Key facts of the case - A Regional Decree decided that home schooling has to be compatible with values of the public school system and the Belgian Constitution in order to be recognized by State. The plaintiff, a confessional private school, invoked a violation of the parental autonomy and the freedom of education.

Main reasoning of the court - Freedom of education guaranteed by Article 24 § 1 of the Constitution guarantees the right to organise - and thus to choose - schools denominationally determined. It also means that private individuals may, without prior permission organise and provide instruction according to their own conceptions.
The freedom of choice by parents includes the right to choose a home instruction provided by parents, or teaching in a school that is neither organized nor funded nor recognised. Parental choice, however, must be assessed taking into account the interest of the child and his fundamental right to education and, secondly, respect for compulsory education.
With regard to educational institutions that choose not to use public subsidies, although the public authority is entitled to control the quality of education and the respect of core values of democracy and human rights, this examination has to remain not too intrusive. The reference to standard education’s core skills does not mean that such precise contents could be imposed on children within the home schooling system ; this reference means only that they are indicative criteria about some comprehensive knowledge and skills. All these regional norms are compatible with constitutional freedom of education. The right of the child to education has the primacy on the right of freedom of educative choice of the parents, if both rights are conflicting (ECtHR).
The fact that the control of the level of studies might impose a moving journey to children is not disproportionate as the control is accomplished by zone according to the domicile of the child.
As the right of the child to education is more important than its parents freedom of education, it is not unreasonable nor disproportionate to impose, after a long procedure (exams controlling the level of study of the child, notifications, meetings with the persons responsible for the education of the child) that in the hypothesis of two successive reports of deficiencies in the level of studies of the homeschooled child, the child has to be registered in a by the competent public authority organized or subsidized school.

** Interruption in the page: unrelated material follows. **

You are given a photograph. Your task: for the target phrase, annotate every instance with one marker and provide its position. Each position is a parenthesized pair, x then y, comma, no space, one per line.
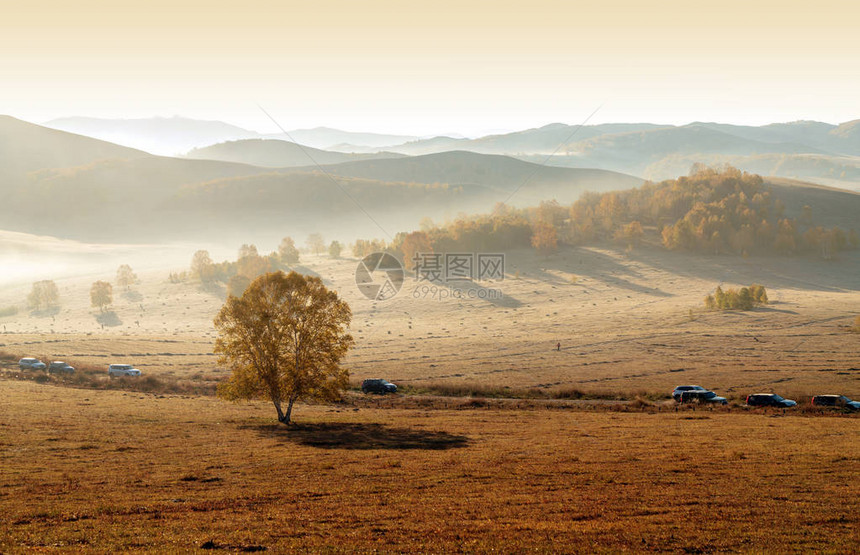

The fact to impose exams on the home- or independently schooled child is not as such an infringement on parental freedom of education; contrarily, it helps the parents/schools to evaluate and possibly adapt their pedagogical tools.
Only the timing of final individual certification exams has been ruled by the Court as a violation of Constitution : the necessity for students under home schooling to pass the test at a younger age than students who are enrolled in a public educational institution.
The consequences linked to the non-obtaining of the basic studies certificate by home- or independently schooled children is disproportionate as it implies a change of school system for these children (and thus does not justify the difference of treatment between children home or independently schooled and children schooled in official schools).

See the decision (in French): 2009-07-09 - Constitutional Court, n. 107/2009, ASBL École Notre Dame de la Sainte-Espérance et autres.